Data Management Resources
Data Acquisition and Repository System (DARS) is a web-based system for facilitating data storage, display and access by investigators.
DARS consists of two modules that function independently but are linked internally at the back end through a SQL server data warehouse: data acquisition module and data repository module. The former allows investigators to submit proposals for analysis of available databases and supports online capabilities where reviewers can comment on and rate proposals.
Additional features include email notification (e.g., when comments are added to proposals), constraints on proposal length, and simple scoring forms to streamline the submittal and review process. Once analysis proposals are approved, investigators can access the data repository module and self-select sections within the relevant database that are appropriate for their study.
The data repository module provides a simple-to-use method for browsing archived datasets at form-, section-, and question-level. At each level, the system clearly indicates whether the form/section/question was or was not included from each of the exam visits in the study.
Most importantly, at the question level, investigators can look at summary statistics, such as the number of null or non-null values for each question by visit, and can see summary counts of the individual responses to questions and compare the counts from one visit to the next. It also includes an inflectional search mechanism that allows users to enter any search term and the system will return all questions that with that term (or related terms) and all questions with responses that contain the term.
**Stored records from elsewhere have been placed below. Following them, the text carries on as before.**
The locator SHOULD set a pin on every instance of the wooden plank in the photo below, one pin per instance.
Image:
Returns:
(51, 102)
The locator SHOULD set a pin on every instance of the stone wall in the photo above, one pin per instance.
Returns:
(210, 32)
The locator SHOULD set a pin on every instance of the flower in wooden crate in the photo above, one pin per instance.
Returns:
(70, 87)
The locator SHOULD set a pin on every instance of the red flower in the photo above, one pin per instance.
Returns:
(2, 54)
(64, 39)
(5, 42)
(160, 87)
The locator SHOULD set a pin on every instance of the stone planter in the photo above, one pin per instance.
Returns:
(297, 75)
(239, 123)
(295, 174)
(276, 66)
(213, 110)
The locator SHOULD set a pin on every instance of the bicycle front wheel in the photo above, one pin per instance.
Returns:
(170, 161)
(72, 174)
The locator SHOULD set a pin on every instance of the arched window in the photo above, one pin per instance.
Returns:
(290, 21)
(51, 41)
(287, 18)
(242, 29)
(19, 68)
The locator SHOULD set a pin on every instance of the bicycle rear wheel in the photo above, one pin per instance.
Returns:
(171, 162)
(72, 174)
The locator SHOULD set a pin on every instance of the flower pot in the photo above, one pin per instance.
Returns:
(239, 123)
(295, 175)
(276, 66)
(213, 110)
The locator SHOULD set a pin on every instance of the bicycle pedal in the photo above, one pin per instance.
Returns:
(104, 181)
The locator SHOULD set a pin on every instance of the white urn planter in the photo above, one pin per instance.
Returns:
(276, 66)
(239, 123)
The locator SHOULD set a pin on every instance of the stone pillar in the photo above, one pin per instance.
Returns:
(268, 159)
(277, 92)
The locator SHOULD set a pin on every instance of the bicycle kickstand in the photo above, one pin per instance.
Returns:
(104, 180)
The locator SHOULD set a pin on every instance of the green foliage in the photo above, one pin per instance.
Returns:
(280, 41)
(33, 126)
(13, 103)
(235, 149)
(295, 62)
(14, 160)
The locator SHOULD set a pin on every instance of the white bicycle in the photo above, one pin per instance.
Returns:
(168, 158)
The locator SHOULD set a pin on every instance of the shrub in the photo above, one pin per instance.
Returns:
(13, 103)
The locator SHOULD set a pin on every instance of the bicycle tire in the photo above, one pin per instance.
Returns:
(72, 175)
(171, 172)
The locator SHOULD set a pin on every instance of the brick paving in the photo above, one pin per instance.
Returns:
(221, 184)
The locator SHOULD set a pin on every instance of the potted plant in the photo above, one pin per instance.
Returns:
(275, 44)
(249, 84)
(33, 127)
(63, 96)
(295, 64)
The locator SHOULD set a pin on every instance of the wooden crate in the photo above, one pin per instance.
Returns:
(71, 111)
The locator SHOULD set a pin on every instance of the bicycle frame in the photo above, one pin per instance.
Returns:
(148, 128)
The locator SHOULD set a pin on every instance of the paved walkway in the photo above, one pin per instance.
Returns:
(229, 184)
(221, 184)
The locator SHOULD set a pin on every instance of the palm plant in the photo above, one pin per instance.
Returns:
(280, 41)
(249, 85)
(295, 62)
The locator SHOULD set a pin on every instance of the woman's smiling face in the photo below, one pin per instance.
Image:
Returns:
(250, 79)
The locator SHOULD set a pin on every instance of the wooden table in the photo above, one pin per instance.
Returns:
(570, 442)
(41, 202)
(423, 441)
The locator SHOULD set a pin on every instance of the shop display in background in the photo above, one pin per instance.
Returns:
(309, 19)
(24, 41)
For example, using the word “drive” as a search term returns questions containing “drive,” “driven,” “driving,” “drives,” etc. Questions such as “When you go to the doctor or other medical care, how do you usually get there?” in which the response could be “drives self” are also returned.
DARS has been implemented for the Women’s Health and Aging Study data. The search feature has become the most popular method for browsing these data, as it so quickly allows researcher to find what they are looking for. DARS also makes it possible to track and manage requests by project staff for data access by multiple users.
The Women's Health and Aging Study Blood Database Reporting System (WHAS Blood Database Reporting System) is a web application that allows users to access real-time summary of the database. The database currently contains over 100 blood measures collected yearly over three years in WHAS I and every 18-36 months over 11 years in WHAS II. Summary reports can be automatically generated by using our simple online query form, such as study-level summary of number of available blood draws and number of non-missing values for each blood measure by study visit, and subject-level summary of number and timing of available blood draws, as well as assay information (e.g. manufacturer, CVs).
We’re committed to strengthen RCDC support of promising junior investigators by maximizing the investigators’ basic statistical skills, facility with modern tools for acquiring and transmitting data, their breadth of access to data and ability to apply the most effective statistical methodology for their research.
One way to accomplish this is through the superb quantitative education and intellectual enrichment opportunities already available at our institution, prominently including courses provided by the Bloomberg School of Public Health (e.g. a two-term, online course of introduction to biostatistics: (140.611-2).
However, we have also recognized a need to supplement already-available statistical training with material either disseminating development project research, focusing on frailty or making general statistical learning specific to aging. To this end we have begun developing video teaching modules. We have completed a module on frailty measurement; and filming is nearly complete for modules on longitudinal data analysis and missing data. We design these talks to be both informational and application-based.